XVIII. Ao prever o número 4 do artigo 217.º do CIRE que o dador de aval é responsável pelo pagamento de valores diferentes daqueles que o afiançado está obrigado, então, dúvidas não podem existir que o número 4 do artigo 217.º do CIRE é inconstitucional por violação do princípio da proporcionalidade, princípio da segurança jurídica e do artigo 32.º da LULL.
XIX. Deve este douto Tribunal a quem pronunciar-se sobre a inconstitucionalidade do número 4 do artigo 217.º do CIRE e, por conseguinte, considerar que, o número 4 do artigo 217.º do CIRE é inconstitucional por violação do princípio da proporcionalidade, princípio da segurança jurídica e do artigo 32.º da LULL, bem como, que estamos perante um caso de novação das obrigações, pelo que, a serem responsáveis, são os Avalistas Recorrentes responsáveis pelos valores constantes do plano de insolvência.»
Na resposta ao recurso, a apelada defendeu a improcedência do mesmo e a confirmação da sentença.
II- FUNDAMENTAÇÃO
A- Objeto do Recurso
Considerando as conclusões das alegações, as quais delimitam o objeto do recurso, sem prejuízo das questões que sejam de conhecimento oficioso e daquelas cuja decisão fique prejudicada pela solução dada a outras (artigos 635.º, n.ºs 3 e 4, 639.º, n.º 1 e 608.º, n.º 2, do CPC), não estando o tribunal obrigado a apreciar todos os argumentos apresentados pelas partes para sustentar os seus pontos de vista, sendo o julgador livre na interpretação e aplicação do direito (artigo 5.º, n.º 3, do CPC), no caso, impõe-se apreciar:
- Da omissão de pronúncia sobre a inconstitucionalidade do artigo 217.º, n.º 4, do Código da Insolvência e da Recuperação de Empresas (CIRE);
- Da prescrição da obrigação dos avalistas.
B- De Facto
A 1.ª instância deu como provada a seguinte matéria de facto:
«1. A Exequente dona e legítima portadora de uma Livrança, subscrita pela sociedade E. Fortuna Lda., (já declarada insolvente), emitida na Cova da Piedade, em 02/06/2009, no valor de € 178.058,97 e vencimento em 04/02/2019, conforme Doc. 1, que aqui se junta e se dá por reproduzida para todos os devidos e legais efeitos.
2. A livrança foi entregue em garantia do cartão de crédito CaixaWorks, tendo a referência interna n.º 10041887356.
3. A livrança supra identificada foi subscrita pela subscrita pela sociedade E. Fortuna Lda., e avalizada por M…, J…, D… e Ma…, que nela apuseram a sua firma após a competente declaração de «Bom por aval ao subscritor» (Doc. 1), reconhecendo que pagaria à aqui Exequente o valor nele aposto.
4. Ora, vencida a Livrança junta como Doc. 1, a mesma não foi paga na data do respectivo vencimento, nem posteriormente, não obstante as diligências efectuadas nesse sentido pela exequente.”.
5. Os opoentes/executados subscreveram e assinaram documento que devolveram à exequente, onde consta assinaladamente o seguinte:
“Assunto: Cartão caixaworks: entrega de livrança em branco
Contrato nº 10041887356
Exm.os Senhores
Tal como solicitado, em complemento do contrato de atribuição e utilização do cartão em título, vimos pela presente carta proposta entregar à Caixa Geral de Depósitos S.A. (CGD) uma livrança com montante e vencimento em branco, devidamente datada, por nós subscrita e avalizada pelos avalistas abaixo assinados destinada a garantir e assegurar o pagamento de todas as responsabilidades decorrentes da utilização do referido cartão e de acordo com as respectivas Condições Gerais de Utilização.

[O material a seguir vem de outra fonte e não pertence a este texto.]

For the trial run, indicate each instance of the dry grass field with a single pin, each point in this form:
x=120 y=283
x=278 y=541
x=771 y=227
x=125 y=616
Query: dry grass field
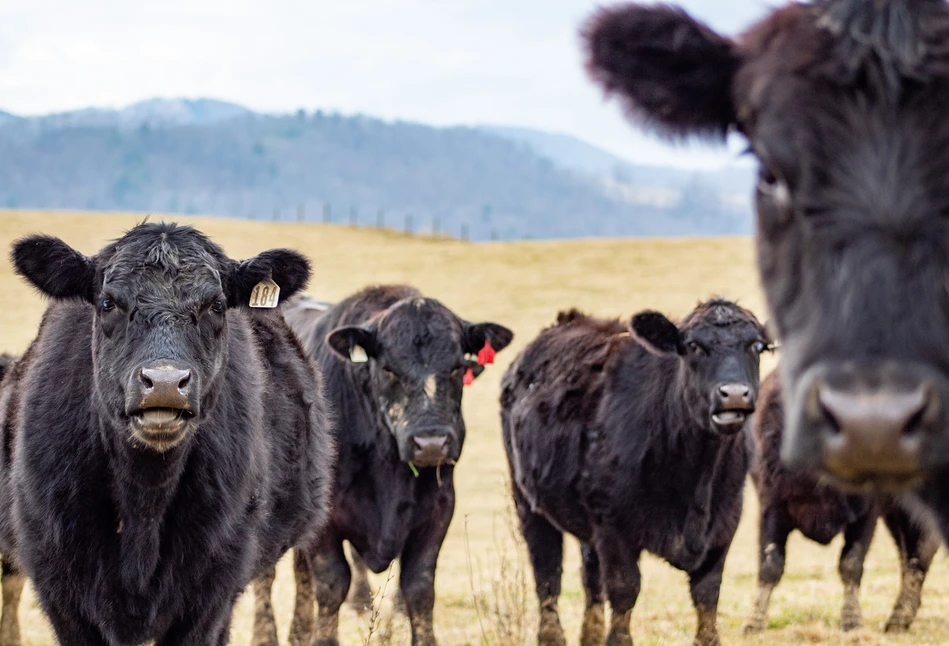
x=484 y=584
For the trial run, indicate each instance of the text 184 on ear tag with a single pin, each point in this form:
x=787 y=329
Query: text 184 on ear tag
x=357 y=354
x=266 y=294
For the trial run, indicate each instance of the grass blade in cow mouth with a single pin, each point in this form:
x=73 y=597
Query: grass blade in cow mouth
x=729 y=417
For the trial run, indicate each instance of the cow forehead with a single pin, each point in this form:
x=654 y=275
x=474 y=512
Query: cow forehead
x=420 y=330
x=722 y=320
x=164 y=262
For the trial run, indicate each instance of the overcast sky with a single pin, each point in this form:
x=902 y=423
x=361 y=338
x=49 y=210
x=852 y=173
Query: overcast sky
x=442 y=62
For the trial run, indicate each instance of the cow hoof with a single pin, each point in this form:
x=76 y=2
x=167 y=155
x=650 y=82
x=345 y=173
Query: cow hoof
x=896 y=626
x=850 y=623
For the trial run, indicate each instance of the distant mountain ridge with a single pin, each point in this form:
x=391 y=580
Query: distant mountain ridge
x=209 y=156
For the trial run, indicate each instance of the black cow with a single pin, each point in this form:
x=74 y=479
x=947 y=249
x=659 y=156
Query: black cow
x=843 y=103
x=794 y=500
x=12 y=579
x=162 y=442
x=395 y=363
x=631 y=443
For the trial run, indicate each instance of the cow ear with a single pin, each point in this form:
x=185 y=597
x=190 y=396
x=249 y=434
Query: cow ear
x=357 y=344
x=55 y=268
x=657 y=333
x=477 y=333
x=673 y=73
x=289 y=269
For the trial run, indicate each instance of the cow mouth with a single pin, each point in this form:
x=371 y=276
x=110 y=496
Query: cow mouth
x=730 y=421
x=161 y=428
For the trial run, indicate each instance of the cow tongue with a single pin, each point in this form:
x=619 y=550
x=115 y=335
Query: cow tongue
x=160 y=416
x=728 y=417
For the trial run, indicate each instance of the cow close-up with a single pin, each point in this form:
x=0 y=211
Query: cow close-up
x=842 y=103
x=163 y=442
x=792 y=500
x=629 y=437
x=395 y=364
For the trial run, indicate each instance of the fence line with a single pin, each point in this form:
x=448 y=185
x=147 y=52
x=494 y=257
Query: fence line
x=410 y=224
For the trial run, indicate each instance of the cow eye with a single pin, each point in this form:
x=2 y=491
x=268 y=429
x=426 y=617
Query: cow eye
x=773 y=187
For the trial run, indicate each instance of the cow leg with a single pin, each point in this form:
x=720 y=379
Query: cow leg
x=304 y=620
x=265 y=625
x=594 y=620
x=71 y=629
x=774 y=528
x=360 y=596
x=331 y=575
x=545 y=546
x=857 y=537
x=705 y=584
x=619 y=569
x=917 y=547
x=212 y=628
x=10 y=621
x=418 y=561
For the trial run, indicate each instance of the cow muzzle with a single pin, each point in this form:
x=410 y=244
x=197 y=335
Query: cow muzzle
x=431 y=447
x=162 y=405
x=865 y=428
x=732 y=403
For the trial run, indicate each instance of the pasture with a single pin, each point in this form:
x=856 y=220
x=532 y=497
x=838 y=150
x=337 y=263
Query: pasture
x=484 y=584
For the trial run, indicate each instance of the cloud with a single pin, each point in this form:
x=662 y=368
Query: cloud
x=513 y=62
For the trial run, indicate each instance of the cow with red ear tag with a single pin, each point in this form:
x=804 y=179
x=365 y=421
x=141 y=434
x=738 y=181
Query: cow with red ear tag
x=397 y=364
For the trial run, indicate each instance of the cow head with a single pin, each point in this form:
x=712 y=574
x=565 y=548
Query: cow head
x=161 y=295
x=417 y=353
x=843 y=103
x=719 y=345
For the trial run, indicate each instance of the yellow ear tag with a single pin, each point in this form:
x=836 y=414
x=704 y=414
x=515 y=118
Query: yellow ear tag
x=358 y=354
x=266 y=294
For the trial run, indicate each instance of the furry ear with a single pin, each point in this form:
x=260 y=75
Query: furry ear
x=288 y=268
x=477 y=333
x=55 y=268
x=674 y=73
x=346 y=342
x=657 y=333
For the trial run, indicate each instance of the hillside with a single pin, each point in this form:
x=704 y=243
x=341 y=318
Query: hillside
x=211 y=157
x=484 y=583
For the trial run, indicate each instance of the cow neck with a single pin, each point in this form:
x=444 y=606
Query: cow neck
x=688 y=407
x=144 y=485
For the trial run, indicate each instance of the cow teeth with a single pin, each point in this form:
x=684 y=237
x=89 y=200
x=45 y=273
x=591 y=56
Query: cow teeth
x=160 y=416
x=728 y=417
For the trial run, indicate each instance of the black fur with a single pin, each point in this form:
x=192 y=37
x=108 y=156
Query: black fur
x=128 y=541
x=380 y=506
x=843 y=104
x=616 y=444
x=672 y=72
x=792 y=500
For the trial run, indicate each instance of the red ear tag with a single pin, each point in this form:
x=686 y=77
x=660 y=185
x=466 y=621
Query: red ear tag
x=486 y=354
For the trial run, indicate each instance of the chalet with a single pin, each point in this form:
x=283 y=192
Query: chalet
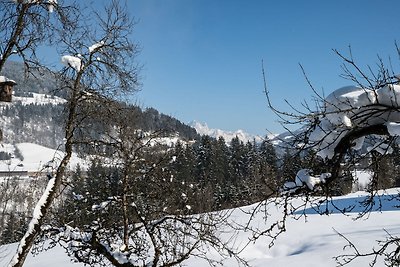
x=6 y=89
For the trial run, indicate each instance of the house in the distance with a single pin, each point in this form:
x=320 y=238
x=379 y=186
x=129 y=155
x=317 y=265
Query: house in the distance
x=6 y=89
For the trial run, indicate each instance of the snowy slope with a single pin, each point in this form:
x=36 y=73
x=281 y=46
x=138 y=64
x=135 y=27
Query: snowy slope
x=35 y=157
x=203 y=129
x=309 y=243
x=39 y=99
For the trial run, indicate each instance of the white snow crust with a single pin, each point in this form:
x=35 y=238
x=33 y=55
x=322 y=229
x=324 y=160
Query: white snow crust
x=72 y=61
x=313 y=242
x=304 y=178
x=350 y=107
x=95 y=46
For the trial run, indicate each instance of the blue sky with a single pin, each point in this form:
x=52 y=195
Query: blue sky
x=202 y=59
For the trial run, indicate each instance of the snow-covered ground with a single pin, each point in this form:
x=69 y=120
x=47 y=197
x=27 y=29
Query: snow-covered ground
x=306 y=243
x=39 y=99
x=35 y=157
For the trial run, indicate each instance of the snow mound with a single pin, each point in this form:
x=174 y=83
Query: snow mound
x=351 y=108
x=72 y=61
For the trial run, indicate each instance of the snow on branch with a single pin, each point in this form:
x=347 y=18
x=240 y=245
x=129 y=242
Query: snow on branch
x=72 y=61
x=305 y=179
x=352 y=108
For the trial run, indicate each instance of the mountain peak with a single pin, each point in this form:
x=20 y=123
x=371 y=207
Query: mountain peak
x=203 y=129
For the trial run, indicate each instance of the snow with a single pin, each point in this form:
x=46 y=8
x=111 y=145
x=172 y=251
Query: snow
x=39 y=99
x=96 y=46
x=304 y=177
x=350 y=107
x=203 y=129
x=51 y=5
x=37 y=215
x=4 y=79
x=311 y=242
x=72 y=61
x=36 y=158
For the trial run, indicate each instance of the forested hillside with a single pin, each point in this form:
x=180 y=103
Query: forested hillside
x=25 y=120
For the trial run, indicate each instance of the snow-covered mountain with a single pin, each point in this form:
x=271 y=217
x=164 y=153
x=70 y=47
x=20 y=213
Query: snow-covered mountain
x=203 y=129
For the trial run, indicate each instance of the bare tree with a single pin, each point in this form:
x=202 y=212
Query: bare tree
x=132 y=218
x=345 y=129
x=99 y=61
x=26 y=25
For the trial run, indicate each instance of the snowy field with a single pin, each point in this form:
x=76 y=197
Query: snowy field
x=35 y=157
x=308 y=243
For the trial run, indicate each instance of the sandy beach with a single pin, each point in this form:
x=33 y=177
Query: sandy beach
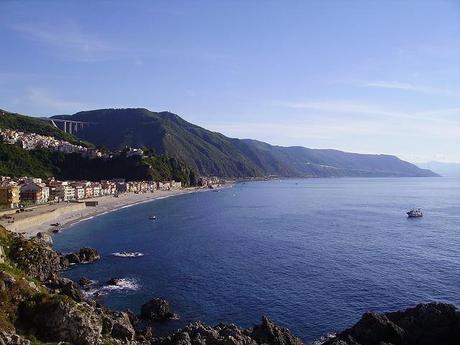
x=39 y=218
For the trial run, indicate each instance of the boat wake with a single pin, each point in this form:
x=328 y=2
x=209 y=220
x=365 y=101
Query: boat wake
x=323 y=339
x=128 y=254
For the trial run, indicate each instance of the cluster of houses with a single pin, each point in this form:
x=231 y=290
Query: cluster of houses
x=26 y=191
x=32 y=141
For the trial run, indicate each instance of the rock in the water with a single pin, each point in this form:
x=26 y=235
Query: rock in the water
x=269 y=333
x=12 y=339
x=425 y=324
x=199 y=333
x=57 y=318
x=122 y=327
x=44 y=239
x=156 y=309
x=65 y=286
x=73 y=258
x=374 y=328
x=87 y=255
x=35 y=259
x=113 y=281
x=83 y=281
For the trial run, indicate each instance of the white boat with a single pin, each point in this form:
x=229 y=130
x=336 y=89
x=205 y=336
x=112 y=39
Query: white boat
x=415 y=213
x=128 y=254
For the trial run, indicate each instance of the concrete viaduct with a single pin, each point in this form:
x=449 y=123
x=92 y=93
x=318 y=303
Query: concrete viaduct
x=68 y=126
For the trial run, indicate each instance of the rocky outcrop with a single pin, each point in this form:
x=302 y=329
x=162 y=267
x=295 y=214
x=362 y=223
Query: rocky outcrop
x=58 y=318
x=83 y=256
x=12 y=339
x=198 y=334
x=119 y=326
x=64 y=286
x=425 y=324
x=156 y=309
x=84 y=282
x=44 y=239
x=269 y=333
x=35 y=259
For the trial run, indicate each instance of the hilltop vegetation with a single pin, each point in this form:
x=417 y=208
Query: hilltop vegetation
x=15 y=161
x=211 y=153
x=33 y=125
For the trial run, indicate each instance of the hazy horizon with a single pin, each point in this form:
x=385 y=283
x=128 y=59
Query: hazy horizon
x=353 y=76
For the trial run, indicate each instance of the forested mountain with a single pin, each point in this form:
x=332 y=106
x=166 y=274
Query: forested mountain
x=211 y=153
x=30 y=124
x=15 y=161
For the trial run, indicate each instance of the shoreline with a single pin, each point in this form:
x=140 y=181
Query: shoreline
x=69 y=214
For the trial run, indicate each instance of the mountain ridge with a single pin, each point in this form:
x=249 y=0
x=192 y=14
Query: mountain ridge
x=212 y=153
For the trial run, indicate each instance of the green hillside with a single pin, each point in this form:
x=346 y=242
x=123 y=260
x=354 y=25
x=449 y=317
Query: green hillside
x=15 y=161
x=211 y=153
x=34 y=125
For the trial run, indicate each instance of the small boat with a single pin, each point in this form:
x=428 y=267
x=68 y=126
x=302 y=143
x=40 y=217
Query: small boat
x=128 y=254
x=415 y=213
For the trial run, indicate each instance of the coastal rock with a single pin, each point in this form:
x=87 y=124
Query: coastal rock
x=122 y=327
x=7 y=279
x=431 y=323
x=35 y=259
x=72 y=259
x=44 y=239
x=83 y=256
x=425 y=324
x=156 y=309
x=12 y=339
x=200 y=334
x=65 y=286
x=83 y=281
x=113 y=281
x=374 y=328
x=269 y=333
x=87 y=255
x=58 y=318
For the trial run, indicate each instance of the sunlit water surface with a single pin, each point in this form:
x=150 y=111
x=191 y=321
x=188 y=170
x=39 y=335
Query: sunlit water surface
x=312 y=254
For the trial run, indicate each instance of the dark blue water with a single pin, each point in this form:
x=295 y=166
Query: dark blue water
x=312 y=254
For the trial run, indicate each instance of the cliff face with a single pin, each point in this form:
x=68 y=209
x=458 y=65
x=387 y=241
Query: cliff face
x=425 y=324
x=213 y=154
x=39 y=306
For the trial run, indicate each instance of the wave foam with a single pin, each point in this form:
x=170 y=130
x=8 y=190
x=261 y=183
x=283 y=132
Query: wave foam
x=122 y=285
x=128 y=254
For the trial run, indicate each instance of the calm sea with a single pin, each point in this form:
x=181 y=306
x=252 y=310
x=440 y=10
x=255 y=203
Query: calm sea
x=312 y=254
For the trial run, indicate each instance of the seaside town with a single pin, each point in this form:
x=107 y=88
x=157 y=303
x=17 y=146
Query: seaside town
x=28 y=191
x=32 y=141
x=17 y=192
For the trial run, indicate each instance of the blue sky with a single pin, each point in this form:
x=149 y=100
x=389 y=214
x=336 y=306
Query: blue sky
x=361 y=76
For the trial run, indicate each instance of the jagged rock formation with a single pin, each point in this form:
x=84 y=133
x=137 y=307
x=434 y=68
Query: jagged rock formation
x=425 y=324
x=83 y=256
x=35 y=301
x=156 y=309
x=35 y=259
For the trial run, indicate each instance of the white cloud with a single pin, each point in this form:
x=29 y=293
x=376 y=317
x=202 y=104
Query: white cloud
x=42 y=98
x=69 y=40
x=410 y=87
x=446 y=115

Pela presente carta, ainda, autorizamos a CGD a preencher a sobredita livrança, quando tal se mostre necessário, a juízo da própria CGD, tendo em conta, nomeadamente, o seguinte: a) a data de vencimento será fixada pela CGD quando, em caso de incumprimento das obrigações assumidas, a CGD decida preencher a...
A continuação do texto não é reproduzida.